Description
This Chicken Casserole Recipe, also known as Chicken Gloria, features tender strips of chicken breasts coated in flour and sautéed to a golden perfection, topped with a savory mushroom and onion mixture, and smothered in a rich, creamy sauce made from chicken broth, lemon juice, and half and half. Baked until bubbly and flavorful, this comforting dish is perfect served over mashed potatoes, pasta, or rice for a hearty family meal.
Ingredients
Scale
Chicken
- 2 1/2 lbs chicken breasts (4 to 5 large), cut into 1-inch thick strips
- 1 1/2 tsp sea salt, plus more to taste
- 1/4 tsp black pepper, plus more to taste
- 1 cup all-purpose flour (to coat the chicken)
- 6 Tbsp olive oil, divided
Vegetables
- 1 lb white mushrooms, thickly sliced
- 1 medium onion, finely diced
- 3 garlic cloves, minced
Sauce
- 3 Tbsp unsalted butter
- 3 Tbsp all-purpose flour (for the sauce)
- 1 1/2 cups chicken broth
- 1 Tbsp lemon juice
- 1 cup half and half (or 1/2 cup milk + 1/2 cup heavy cream)
Instructions
- Prepare and Brown Chicken: Season the chicken strips with 1 1/2 tsp sea salt and 1/4 tsp black pepper. Dredge both sides of the chicken in 1 cup of all-purpose flour. Heat 3 Tbsp of olive oil in a large skillet over medium-high heat. When the oil is hot, add the chicken strips in batches to avoid overcrowding. Sauté until the chicken is golden brown on all sides but not fully cooked through. Transfer the browned chicken to a 13×9-inch casserole baking dish.

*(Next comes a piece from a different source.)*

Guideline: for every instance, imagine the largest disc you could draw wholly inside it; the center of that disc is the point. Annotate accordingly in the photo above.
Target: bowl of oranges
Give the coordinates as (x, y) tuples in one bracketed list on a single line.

- Sauté Vegetables: Remove any leftover bits from the skillet. Add the remaining 3 Tbsp of olive oil along with the sliced mushrooms and diced onions. Sauté until the vegetables soften and turn golden, about 5-7 minutes. Add the minced garlic and sauté for an additional 1-2 minutes until fragrant. Spread this mushroom and onion mixture evenly over the chicken in the casserole dish.
- Make the Sauce Roux: In a medium saucepan (or the same skillet after cleaning), melt 3 Tbsp of unsalted butter over medium heat. Whisk in 3 Tbsp of all-purpose flour, cooking for 1-2 minutes until the mixture is lightly golden and bubbly, forming a roux.
- Prepare the Cream Sauce: Gradually whisk in 1 1/2 cups of chicken broth, followed by 1 Tbsp lemon juice and 1/4 tsp black pepper. Continue whisking until the sauce is smooth and begins to thicken. Stir in 1 cup of half and half and bring the mixture to a gentle simmer. Season with additional salt and pepper to taste, adjusting the flavor as needed.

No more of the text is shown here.